Die chemisch-synthetischen Substanzen verbleiben nicht an ihrem Einsatzort, sondern werden zum Teil mehrere Kilometer weit getragen.
Insgesamt wurden 25 Pestizide gegen Pilze, Unkraut oder Insekten nachgewiesen, darunter gemäss Greenpeace auch problematische Stoffe. Alexandra Gavilano, Leiterin Landwirtschaft bei Greenpeace Schweiz, stellt fest: «Die chemisch-synthetischen Substanzen verbleiben nicht an ihrem Einsatzort, sondern werden zum Teil mehrere Kilometer weit getragen.» Die Luftverfrachtung von Pestiziden stellt für Greenpeace auch ein «erhebliches Gesundheitsrisiko» und eine Gefahr für die Umwelt dar.

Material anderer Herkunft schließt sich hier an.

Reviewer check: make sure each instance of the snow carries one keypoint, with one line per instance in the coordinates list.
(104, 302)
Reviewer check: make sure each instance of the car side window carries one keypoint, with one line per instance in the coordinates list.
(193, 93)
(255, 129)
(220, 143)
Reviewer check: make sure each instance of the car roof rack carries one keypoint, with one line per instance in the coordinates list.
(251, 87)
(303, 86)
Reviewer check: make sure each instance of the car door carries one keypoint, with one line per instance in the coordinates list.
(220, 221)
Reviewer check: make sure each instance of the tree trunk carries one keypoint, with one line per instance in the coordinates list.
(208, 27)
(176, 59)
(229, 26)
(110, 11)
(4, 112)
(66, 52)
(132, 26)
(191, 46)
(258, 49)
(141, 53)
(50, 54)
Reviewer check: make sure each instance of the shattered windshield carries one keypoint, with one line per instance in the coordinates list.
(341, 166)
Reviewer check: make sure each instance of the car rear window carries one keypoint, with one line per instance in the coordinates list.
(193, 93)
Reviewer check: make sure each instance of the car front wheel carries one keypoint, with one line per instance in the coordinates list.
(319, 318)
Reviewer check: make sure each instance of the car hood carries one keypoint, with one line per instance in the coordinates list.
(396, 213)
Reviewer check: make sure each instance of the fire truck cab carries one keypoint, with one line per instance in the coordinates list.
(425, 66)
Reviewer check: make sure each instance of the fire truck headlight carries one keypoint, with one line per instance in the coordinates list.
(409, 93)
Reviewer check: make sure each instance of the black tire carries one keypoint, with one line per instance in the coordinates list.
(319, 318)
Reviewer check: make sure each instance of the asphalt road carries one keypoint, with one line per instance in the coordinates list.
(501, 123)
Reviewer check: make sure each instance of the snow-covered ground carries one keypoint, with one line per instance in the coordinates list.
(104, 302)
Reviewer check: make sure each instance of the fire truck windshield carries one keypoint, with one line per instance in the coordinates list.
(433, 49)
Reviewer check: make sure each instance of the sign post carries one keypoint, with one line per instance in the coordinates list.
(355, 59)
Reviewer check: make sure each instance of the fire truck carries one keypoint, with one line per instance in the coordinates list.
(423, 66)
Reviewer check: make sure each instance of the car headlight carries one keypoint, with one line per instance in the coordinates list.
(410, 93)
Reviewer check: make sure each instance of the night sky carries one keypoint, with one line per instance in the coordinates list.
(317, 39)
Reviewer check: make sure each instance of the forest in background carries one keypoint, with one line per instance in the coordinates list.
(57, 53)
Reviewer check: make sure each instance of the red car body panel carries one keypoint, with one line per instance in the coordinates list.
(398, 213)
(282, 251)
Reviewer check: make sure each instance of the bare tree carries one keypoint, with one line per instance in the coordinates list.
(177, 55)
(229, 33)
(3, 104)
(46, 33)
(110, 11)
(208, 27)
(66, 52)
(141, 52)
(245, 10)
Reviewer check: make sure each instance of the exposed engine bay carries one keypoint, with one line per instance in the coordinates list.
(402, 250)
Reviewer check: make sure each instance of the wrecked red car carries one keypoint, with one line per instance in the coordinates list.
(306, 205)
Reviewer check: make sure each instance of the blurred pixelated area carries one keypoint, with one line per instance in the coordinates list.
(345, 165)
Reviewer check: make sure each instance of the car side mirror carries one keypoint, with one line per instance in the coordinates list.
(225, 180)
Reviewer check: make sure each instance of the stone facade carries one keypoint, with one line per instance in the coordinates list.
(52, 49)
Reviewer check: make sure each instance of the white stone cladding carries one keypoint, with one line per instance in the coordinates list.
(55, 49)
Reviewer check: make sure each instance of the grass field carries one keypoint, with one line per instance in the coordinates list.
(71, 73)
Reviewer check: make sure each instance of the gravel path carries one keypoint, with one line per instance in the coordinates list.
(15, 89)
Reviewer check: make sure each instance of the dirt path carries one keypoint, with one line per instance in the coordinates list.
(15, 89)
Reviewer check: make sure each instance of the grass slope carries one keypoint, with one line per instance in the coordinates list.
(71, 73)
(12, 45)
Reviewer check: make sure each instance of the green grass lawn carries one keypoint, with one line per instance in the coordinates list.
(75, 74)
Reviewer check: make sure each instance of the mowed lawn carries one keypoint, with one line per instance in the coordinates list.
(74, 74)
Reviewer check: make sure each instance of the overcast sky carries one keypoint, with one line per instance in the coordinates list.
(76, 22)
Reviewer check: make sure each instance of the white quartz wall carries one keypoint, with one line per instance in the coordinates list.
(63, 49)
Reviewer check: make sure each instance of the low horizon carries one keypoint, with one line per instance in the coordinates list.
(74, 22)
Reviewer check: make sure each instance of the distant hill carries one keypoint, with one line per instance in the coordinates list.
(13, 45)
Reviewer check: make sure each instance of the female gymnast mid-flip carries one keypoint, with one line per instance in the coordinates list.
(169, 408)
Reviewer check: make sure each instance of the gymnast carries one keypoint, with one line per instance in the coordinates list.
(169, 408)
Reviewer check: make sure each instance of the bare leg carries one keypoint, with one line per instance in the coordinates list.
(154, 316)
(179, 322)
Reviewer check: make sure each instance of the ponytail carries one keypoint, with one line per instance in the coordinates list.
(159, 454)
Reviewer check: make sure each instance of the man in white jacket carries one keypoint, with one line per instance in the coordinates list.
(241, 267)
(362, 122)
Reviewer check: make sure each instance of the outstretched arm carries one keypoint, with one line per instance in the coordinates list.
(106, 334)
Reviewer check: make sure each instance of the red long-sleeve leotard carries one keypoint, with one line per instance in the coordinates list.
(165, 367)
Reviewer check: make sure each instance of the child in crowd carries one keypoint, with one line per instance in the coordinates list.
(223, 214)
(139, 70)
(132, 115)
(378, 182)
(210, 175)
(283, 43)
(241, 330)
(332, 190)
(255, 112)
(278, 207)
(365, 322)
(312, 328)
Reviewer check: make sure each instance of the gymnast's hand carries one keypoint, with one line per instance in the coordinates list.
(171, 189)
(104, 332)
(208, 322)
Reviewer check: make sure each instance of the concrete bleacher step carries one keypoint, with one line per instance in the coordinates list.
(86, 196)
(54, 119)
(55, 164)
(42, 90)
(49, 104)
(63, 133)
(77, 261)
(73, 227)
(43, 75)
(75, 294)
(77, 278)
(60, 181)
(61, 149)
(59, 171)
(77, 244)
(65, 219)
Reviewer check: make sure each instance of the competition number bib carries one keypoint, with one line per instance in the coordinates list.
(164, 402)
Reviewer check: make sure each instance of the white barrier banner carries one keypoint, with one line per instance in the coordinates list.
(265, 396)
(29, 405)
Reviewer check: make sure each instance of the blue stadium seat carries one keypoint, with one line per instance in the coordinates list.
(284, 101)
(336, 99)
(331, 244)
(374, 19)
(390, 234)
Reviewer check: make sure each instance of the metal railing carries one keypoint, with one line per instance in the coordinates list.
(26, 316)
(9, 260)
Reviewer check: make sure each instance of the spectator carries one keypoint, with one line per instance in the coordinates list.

Zur aktuellen Studie von Greenpeace:
Wirtschaftliche Gefahr für Bio-Bauern
Für die betroffenen Bio-Betriebe bedeuten diese Pestizide eine wirtschaftliche Gefahr, sagt Greenpeace. David Herrmann, Medienverantwortlicher von Bio Suisse, bestätigt dies: «Die Folgen können im Einzelfall dramatisch sein. Wenn die Grenzwerte, die wir festgelegt haben, überschritten werden, müssen die Bio-Bauern ihre Produkte als konventionelle Produkte verkaufen.» Natürlich zu deutlich tieferen Preisen.
Wenn die Grenzwerte, die wir festgelegt haben, überschritten werden, müssen die Bio-Bauern ihre Produkte als konventionelle Produkte verkaufen.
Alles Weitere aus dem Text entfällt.